Rule: enumerate from scope root, not integration root.

3. Pagination🔗

Connector returns page + cursor. For each page:

  • emit ScanObjectJob per discovered object
  • if cursor exists, emit EnumerateScopePageJob

This provides resumability and bounded memory behavior.

4. ScanObjectJob Shape🔗

Each discovered object becomes a scan job with:

  • object_identity
  • scope_id
  • integration_id
  • source context:
  • source_type=full_scan
  • source_entity_id=<full_scan_job_id>

Idempotency and dedupe apply.

5. Scan Execution🔗

Scan worker consumes ScanObjectJob:

  1. fetch object/attachment
  2. submit to DSXA
  3. receive verdict
  4. emit FinalizeScanObjectJob

6. Finalization🔗

Finalization worker consumes FinalizeScanObjectJob:

  • persist result
  • normalize to canonical outcome
  • update object status
  • update full-scan counters
  • write audit trail

If policy requires:

  • emit ApplyRemediationJob
  • emit SendNotificationJob

7. Progress Semantics🔗

Progress is based on finalized objects, not enumeration progress alone.

Why:

  • enumerated != scanned
  • scanned != finalized

Operational progress should reflect finalized units.

8. Completion Criteria🔗

Full scan is completed only when:

  1. enumeration is exhausted (no more cursors/pages), and
  2. all spawned scan jobs for that full scan are finalized

Behavior Decisions🔗

Live Dataset🔗

Full scan operates on live data at enumeration time.

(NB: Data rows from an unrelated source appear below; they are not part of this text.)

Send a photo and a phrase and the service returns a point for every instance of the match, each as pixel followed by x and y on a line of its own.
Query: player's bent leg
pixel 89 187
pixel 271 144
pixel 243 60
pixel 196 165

  • No point-in-time snapshot guarantee.
  • Objects appearing later are expected to be handled by monitoring.

No Snapshot Mode🔗

Intentional tradeoff for simplicity and throughput.

Idempotency Required🔗

Object scan + finalize + side effects must be safe under retries/redelivery.

Outcome-Based Policy🔗

Post-scan policy evaluates normalized outcome, not only malicious verdict:

  • clean
  • malicious
  • unable_to_scan (+ reason)
  • fetch_failed
  • timeout
  • unsupported_type
  • policy_blocked

No Duplicate Policy Evaluation🔗

No-overlap scope rule ensures deterministic scope ownership.

Failure Model🔗

Connector/Enumeration Failure🔗

  • EnumerateScopePageJob retries
  • cursor-based resume

Worker Crash During Scan🔗

  • queue redelivery occurs
  • idempotency prevents duplicate side effects

Partial Completion🔗

  • job remains running with visible progress
  • resume continues via pending jobs

Cancellation🔗

On cancel:

  • mark full-scan job canceled
  • stop scheduling new enumeration jobs
  • policy determines whether in-flight jobs drain or are interrupted

Throughput and Scaling🔗

Scale independently by worker role:

  • enumeration workers
  • scan workers
  • finalization workers
  • remediation workers
  • notification workers

Primary bottlenecks remain:

  • connector API limits
  • object fetch throughput
  • DSXA scan capacity

Key Insight🔗

Full scan is synthetic event generation. Monitoring is native event ingestion. Both feed one unified pipeline.

Next Design Artifact🔗

Define the canonical job envelope + message schema:

  • correlation fields
  • idempotency keys
  • causality/parent references
  • retry metadata